International activism coincides with a local ilk of the same strain in Salone, the second film released by the Minneapolis-based production company Cineapolis. The forty-five minute portrait of a few days in the life of an aide worker (Demi Adediran) after his return to the Twin Cities following his tenure under St. Mary’s in Sierra Leone may be brief, yet it is in no short supply of considerations towards political involvement on an individual level. If anything, its surfeit of ideas yield more potential than its director, Aswar Rahman, is able to sufficiently fulfill in such a condensed running time.
Arjun, the young protagonist of Rahman’s film, wanders the cityscape with a restless verve against the cultural backdrop of Barack Obama’s re-election. His interactions with those closest to him, including his sister named Tess (Hannah Aslesen), her husband (Adam Glatzl), and an old friend (Emeline O’Hara), who may or may not have been romantically involved with Arjun in the past, are all colored by his political awakening. Indeed, the highlighted quote, featured in an exchange between our protagonist and a professor, serves not only as an acknowledgment on Arjun’s part of his own limitations and agenda in his efforts against the legacy of imperialist ideologies but also as a pragmatic realization of the thin demarcation between participant and proselytizer. In other words, the personal truly is the political.
This inner conflict manifests itself also in the supporting characters of Ali, Arjun’s companion, and his brother-in-law. The former considers applying for a company which Arjun argues profits from human degradation and exploitation, whereas the latter has found himself gainfully employed by another company which employs such practices to a degree where Arjun’s affinal kin comes to question his place in perpetuating what is referred to as a “continuation of legacy”. For Rahman, whose father is an honorary citizen of Sierra Leone, this project doubtlessly serves as a continuation of his own cultural history, but even more importantly as a statement on the precarious position we in the western world occupy as a means of assimilating those outside our sphere of influence. It is an uneasy query that, the film argues, haunts all of us whether we’re conscious of it or not.

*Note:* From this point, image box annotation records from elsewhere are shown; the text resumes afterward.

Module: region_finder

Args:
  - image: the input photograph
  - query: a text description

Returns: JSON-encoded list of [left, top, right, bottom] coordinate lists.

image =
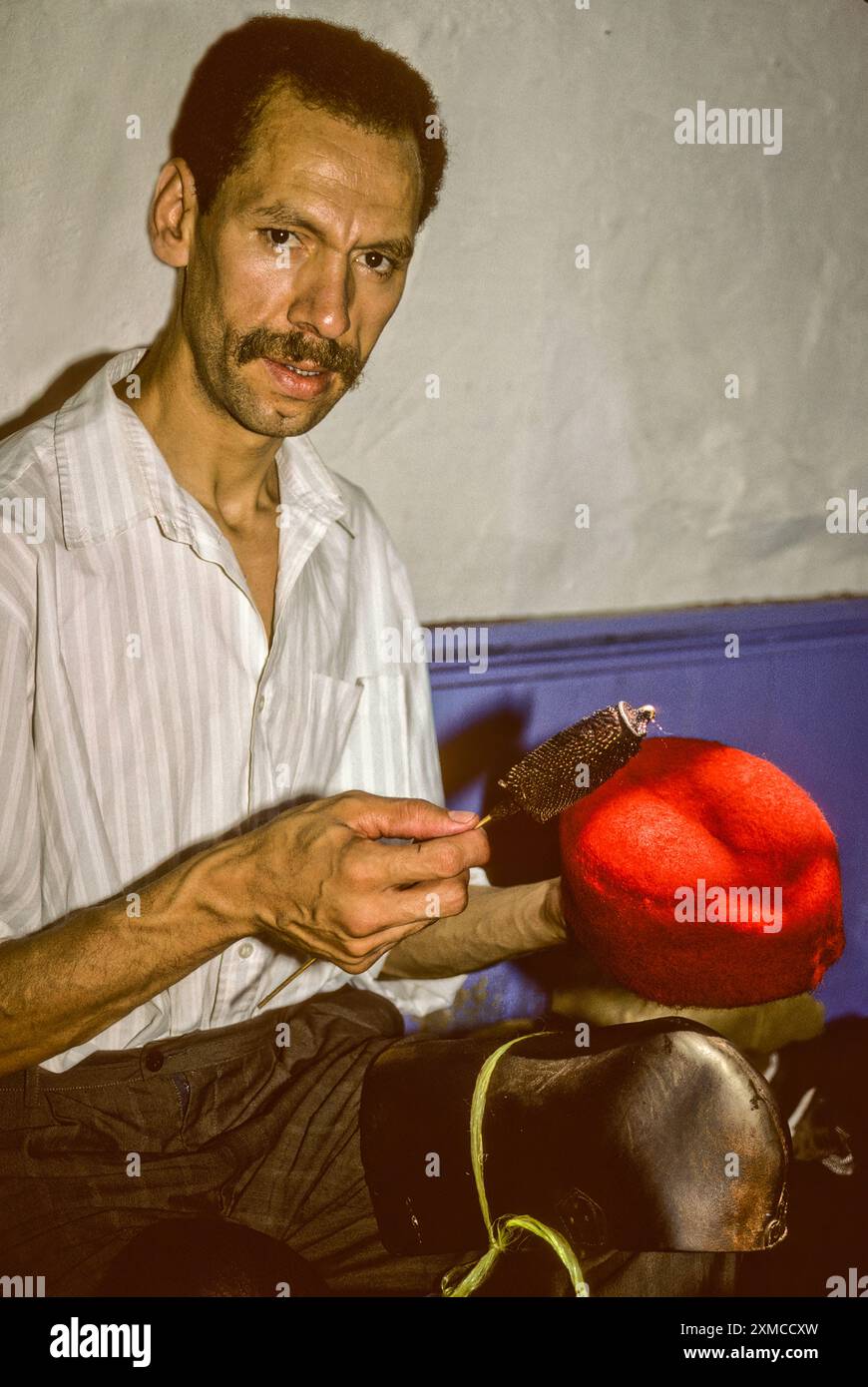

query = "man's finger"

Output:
[[344, 794, 480, 839]]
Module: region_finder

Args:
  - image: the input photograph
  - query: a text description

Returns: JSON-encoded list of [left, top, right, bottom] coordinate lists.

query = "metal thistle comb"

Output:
[[256, 699, 655, 1011], [477, 699, 655, 828]]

The most intriguing manifestation of Western iconography within the multicultural mosaic in Salone is the recurring motif of the 1950 adaptation of Cyrano de Bergerac starring José Ferrer. The classic, watched by Arjun and Tess, serves as a parallel to Arjun’s own quest to assert his identity, albeit in a global commonwealth rather than the French aristocracy. If that famed figure in Rostand’s original play ultimately lost his panache, then Arjun conversely grapples with a dispirited disillusionment that threatens to engulf him. This struggle is reflected in Adediran’s performance, whose often times monotonous inflection serves as a boon rather than a detriment to the character. Whatever inexperience Adediran may have as an actor, Rahman attempts to utilize as many of his lead’s strengths as possible to accentuate his protagonist’s existential ennui.
If Salone has one inescapable flaw, it is its lack of momentum. It contains an intriguing outline, powerful conviction, and a cast intelligently engaged with the material that is given to them. However, its episodic, nearly elliptical vignettes prevent the undertaking from transcending a series of ideas into a fully coalesced whole. One or two characters, including a friend who discusses foreign policy with Arjun over chess, unfortunately do not strengthen the narrative or thematic thrust of the tale and beggar questioning about their place within this American variant of a Kammerspielfilm. Nevertheless, if Rahman’s greatest fault lies in his irrepressible ambition, then I can’t truly levy any grievous faults I may have with his film. Not when he so clearly is trying to elucidate the connective tissue we share that urges us to reject isolationism, now more than ever, in these tumultuous times.